Here is the code for accessing a database using Scala and JDBC. You need to change the connection string parameters and modify the query for your database. This example was geared towards MySQL, but any Java JDBC driver should work the same with Scala.
Basic Query
import java.sql.{Connection, DriverManager, ResultSet};
// Change to Your Database Config
val conn_str = "jdbc:mysql://localhost:3306/DBNAME?user=DBUSER&password=DBPWD"
// Load the driver
classOf[com.mysql.jdbc.Driver]
// Setup the connection
val conn = DriverManager.getConnection(conn_str)
try {
// Configure to be Read Only
val statement = conn.createStatement(ResultSet.TYPE_FORWARD_ONLY, ResultSet.CONCUR_READ_ONLY)
// Execute Query
val rs = statement.executeQuery("SELECT quote FROM quotes LIMIT 5")
// Iterate Over ResultSet
while (rs.next) {
println(rs.getString("quote"))
}
}
finally {
conn.close
}
You will need to download the mysql-connector jar.
Or if you are using maven, the pom snippets to load the mysql connector, you’ll need to check what the latest version is.
<dependency>
<groupId>mysql</groupId>
<artifactId>mysql-connector-java</artifactId>
<version>5.1.12</version>
</dependency>
To run the example, save the following to a file (query_test.scala) and run using, the following specifying the classpath to the connector jar:
scala -cp mysql-connector-java-5.1.12.jar:. query_test.scala
Insert, Update and Delete
To perform an insert, update or delete you need to create an updatable statement object. The execute command is slightly different and you will most likely want to use some sort of parameters. Here’s an example doing an insert using jdbc and scala with parameters.
// create database connection
val dbc = "jdbc:mysql://localhost:3306/DBNAME?user=DBUSER&password=DBPWD"
classOf[com.mysql.jdbc.Driver]
val conn = DriverManager.getConnection(dbc)
val statement = conn.createStatement(ResultSet.TYPE_FORWARD_ONLY, ResultSet.CONCUR_UPDATABLE)
// do database insert
try {
val prep = conn.prepareStatement("INSERT INTO quotes (quote, author) VALUES (?, ?) ")
prep.setString(1, "Nothing great was ever achieved without enthusiasm.")
prep.setString(2, "Ralph Waldo Emerson")
prep.executeUpdate
}
finally {
conn.close
}
We are using Squeryl, which is working well so far for us.

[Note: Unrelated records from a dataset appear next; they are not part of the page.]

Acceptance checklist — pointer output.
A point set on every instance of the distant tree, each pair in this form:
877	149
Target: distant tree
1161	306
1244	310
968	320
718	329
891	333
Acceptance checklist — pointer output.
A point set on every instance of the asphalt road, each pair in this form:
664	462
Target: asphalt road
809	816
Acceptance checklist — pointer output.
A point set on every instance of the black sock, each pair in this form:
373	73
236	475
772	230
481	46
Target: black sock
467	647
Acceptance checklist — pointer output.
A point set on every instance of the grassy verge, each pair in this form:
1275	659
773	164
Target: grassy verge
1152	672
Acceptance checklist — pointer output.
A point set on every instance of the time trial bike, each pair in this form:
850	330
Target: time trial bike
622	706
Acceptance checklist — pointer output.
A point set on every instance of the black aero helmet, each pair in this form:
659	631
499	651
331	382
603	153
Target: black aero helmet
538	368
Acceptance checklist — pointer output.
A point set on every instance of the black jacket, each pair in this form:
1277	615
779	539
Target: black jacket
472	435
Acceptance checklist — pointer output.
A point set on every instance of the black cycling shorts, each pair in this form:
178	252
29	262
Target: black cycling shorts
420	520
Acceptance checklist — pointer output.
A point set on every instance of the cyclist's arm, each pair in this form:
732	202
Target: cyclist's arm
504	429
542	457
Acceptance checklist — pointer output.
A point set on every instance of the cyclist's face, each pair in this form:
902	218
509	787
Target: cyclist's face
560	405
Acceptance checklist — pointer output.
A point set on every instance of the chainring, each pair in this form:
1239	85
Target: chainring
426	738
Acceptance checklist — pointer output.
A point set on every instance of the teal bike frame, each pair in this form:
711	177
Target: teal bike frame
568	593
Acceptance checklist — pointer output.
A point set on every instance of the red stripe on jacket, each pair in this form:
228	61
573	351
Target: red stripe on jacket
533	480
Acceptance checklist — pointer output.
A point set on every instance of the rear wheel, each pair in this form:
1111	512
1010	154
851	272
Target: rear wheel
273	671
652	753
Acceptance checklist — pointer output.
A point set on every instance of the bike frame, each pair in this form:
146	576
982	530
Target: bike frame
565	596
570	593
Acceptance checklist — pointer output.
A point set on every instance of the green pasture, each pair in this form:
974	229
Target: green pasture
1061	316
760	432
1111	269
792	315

Depending on your needs it may do the trick.
Here is a list of supported DB's and the adapters
If you want/need to write your own SQL, but hate the JDBC interface, take a look at O/R Broker
I would recommend the Quill query library. Here is an introduction post by Li Haoyi to get started.
TL;DR
{
import io.getquill._
import com.zaxxer.hikari.{HikariConfig, HikariDataSource}
val pgDataSource = new org.postgresql.ds.PGSimpleDataSource()
pgDataSource.setUser("postgres")
pgDataSource.setPassword("example")
val config = new HikariConfig()
config.setDataSource(pgDataSource)
val ctx = new PostgresJdbcContext(LowerCase, new HikariDataSource(config))
import ctx._
}
Define a class ORM:
// mapping `city` table
case class City(
id: Int,
name: String,
countryCode: String,
district: String,
population: Int
)
and query all items:
# ctx.run(query[City])
cmd11.sc:1: SELECT x.id, x.name, x.countrycode, x.district, x.population FROM city x
val res11 = ctx.run(query[City])
^
res11: List[City] = List(
City(1, "Kabul", "AFG", "Kabol", 1780000),
City(2, "Qandahar", "AFG", "Qandahar", 237500),
City(3, "Herat", "AFG", "Herat", 186800),
...
ScalikeJDBC is quite easy to use. It allows you to write raw SQL using interpolated strings.